- One thing you want to be remembered for when you leave this earth?
- Share your story
Growing up, religion wasn’t a big part of my family. Sure, we showed up to Church on Easter Sunday and when a baby in the family was baptised, but that was pretty much it. I guess you could say I never really knew Jesus until Young Life, and for that reason I am extremely thankful for the presence of Young Life at my high school. I went to Young Life and fell in love with the idea of Christ and walking with God, but I still didn’t understand. I heard people tell stories of God speaking to them and showing them signs. I didn’t have a crazy testimony. I didn’t have an aha! moment when I became best friends with Jesus. It seemed like everybody else did. I was frustrated and the concept of faith and the idea of a relationship with someone I couldn’t physically see was so hard for me to grasp. When I went to summer camp, during our quiet time after club, I would sit in the dark under the stars and pick at the grass next to my feet. I wondered what I was supposed to say to God and when I did speak up and pray or talk to him, I never heard back.
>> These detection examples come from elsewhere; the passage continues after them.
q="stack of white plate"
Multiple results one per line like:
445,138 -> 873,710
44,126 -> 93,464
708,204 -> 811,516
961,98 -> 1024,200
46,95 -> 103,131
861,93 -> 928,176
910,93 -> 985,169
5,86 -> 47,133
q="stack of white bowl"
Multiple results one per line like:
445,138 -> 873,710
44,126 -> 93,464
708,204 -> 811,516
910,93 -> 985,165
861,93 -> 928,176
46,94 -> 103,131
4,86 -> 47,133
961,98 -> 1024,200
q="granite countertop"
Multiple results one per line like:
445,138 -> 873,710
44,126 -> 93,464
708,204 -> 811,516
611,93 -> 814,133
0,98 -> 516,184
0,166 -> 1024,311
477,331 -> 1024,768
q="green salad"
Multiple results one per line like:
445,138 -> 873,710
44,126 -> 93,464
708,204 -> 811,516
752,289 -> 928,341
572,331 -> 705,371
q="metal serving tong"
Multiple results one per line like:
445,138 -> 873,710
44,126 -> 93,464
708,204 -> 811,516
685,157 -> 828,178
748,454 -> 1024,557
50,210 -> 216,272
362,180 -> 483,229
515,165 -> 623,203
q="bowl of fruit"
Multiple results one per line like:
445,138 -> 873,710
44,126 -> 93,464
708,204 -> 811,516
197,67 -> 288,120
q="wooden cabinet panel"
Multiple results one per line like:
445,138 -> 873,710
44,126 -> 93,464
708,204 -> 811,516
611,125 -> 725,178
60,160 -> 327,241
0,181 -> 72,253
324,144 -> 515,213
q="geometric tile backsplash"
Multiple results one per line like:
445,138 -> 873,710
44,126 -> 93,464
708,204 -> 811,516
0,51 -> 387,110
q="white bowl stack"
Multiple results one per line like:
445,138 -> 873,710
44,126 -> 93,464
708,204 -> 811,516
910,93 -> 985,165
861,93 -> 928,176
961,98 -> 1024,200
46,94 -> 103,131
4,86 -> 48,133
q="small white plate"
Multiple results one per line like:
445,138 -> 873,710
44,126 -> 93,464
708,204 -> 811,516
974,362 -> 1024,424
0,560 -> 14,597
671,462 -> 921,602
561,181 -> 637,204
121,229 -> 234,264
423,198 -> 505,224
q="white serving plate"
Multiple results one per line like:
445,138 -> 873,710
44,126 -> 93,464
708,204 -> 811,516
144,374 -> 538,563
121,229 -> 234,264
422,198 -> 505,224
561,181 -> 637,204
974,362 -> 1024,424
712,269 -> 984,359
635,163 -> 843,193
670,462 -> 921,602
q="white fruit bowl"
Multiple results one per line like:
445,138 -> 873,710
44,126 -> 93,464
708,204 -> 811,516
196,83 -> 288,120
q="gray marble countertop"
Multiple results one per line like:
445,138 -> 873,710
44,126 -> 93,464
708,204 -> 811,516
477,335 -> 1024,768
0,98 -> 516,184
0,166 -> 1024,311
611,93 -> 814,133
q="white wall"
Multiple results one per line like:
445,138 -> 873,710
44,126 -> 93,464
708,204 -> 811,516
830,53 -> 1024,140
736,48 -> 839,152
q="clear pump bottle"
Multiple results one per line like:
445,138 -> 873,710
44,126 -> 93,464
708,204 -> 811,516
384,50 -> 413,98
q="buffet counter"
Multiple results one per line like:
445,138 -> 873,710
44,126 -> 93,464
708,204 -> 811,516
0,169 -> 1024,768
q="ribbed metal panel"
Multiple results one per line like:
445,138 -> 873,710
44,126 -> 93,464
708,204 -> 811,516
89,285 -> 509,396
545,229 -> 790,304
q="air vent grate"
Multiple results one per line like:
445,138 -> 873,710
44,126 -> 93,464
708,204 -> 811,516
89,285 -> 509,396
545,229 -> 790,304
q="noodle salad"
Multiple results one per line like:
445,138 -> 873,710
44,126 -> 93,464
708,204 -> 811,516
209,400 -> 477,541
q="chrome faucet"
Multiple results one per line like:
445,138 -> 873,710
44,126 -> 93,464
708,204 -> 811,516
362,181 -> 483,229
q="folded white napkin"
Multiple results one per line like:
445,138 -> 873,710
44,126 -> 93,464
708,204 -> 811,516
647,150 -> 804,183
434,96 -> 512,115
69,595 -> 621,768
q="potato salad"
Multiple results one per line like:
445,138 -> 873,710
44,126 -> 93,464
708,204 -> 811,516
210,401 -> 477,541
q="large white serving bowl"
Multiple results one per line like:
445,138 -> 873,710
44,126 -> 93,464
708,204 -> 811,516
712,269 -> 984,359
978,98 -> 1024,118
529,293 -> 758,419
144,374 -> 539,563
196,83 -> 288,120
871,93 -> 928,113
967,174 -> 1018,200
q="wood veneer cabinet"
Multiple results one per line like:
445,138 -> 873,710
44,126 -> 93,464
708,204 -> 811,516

Until sophomore year of college (a year ago), I didn’t know what it meant to be a Christian. In the beginning of that year, I went through a breakup that was very challenging. I had felt so vulnerable, so confused, and so alone. One night, I was awake in my bed, unable to sleep, and I just prayed. This reminded me of the book, “Are You There God? It’s Me, Margaret” because I was stuttering and stumbling over my words, nervous to speak, but I pushed through and just confided in Him. I spoke about what I was feeling in my heart and my frustration towards being a Christian. I prayed that He would give me strength and peace to work through the hurt and I asked for help with healing. When I woke up the next morning, it was like a light switch went off. I felt so calm and so at rest knowing that I had talked to God. I started looking up devotions and reading verses and more than ever I felt God speak to me.
Last summer, I went to Tanzania. I first stayed in a Maasai village then climbed the tallest free-standing mountain in the world, Mt. Kilimanjaro. It was God who got me to the top of that mountain. It was God who showed me the magic of a country and culture so unlike my own. My experience on top of Mt. Kilimanjaro was something I will never forget, no matter how foggy and miserable some nights were. At the top of that mountain, I will never forget how it felt to be finished. And to have truly accomplished something so rare. I will never forget how vulnerable the experience made me feel, and how much I clung to my family and life back home in times of trouble. I learned that it’s okay to cling to them when I’m at home, too. I will never forget feeling the Lord move and work through me.
I’ve made it a priority to live out God’s word, spreading love and finding beauty wherever I go. The budding of this relationship has been such a blessing to me. Over the last couple of years, I’ve found a lot of peace and strength in knowing that through trials and struggles, God is putting me where He wants me to be and He has a plan for all of it. I might not know what’s going on right now or why He’s pushing me in this way - in a way that is so out of my comfort zone and in a way that leaves me so fragile - but I’m excited to get to the point where I can say, “Ohhhh, THIS is what He was talking about!”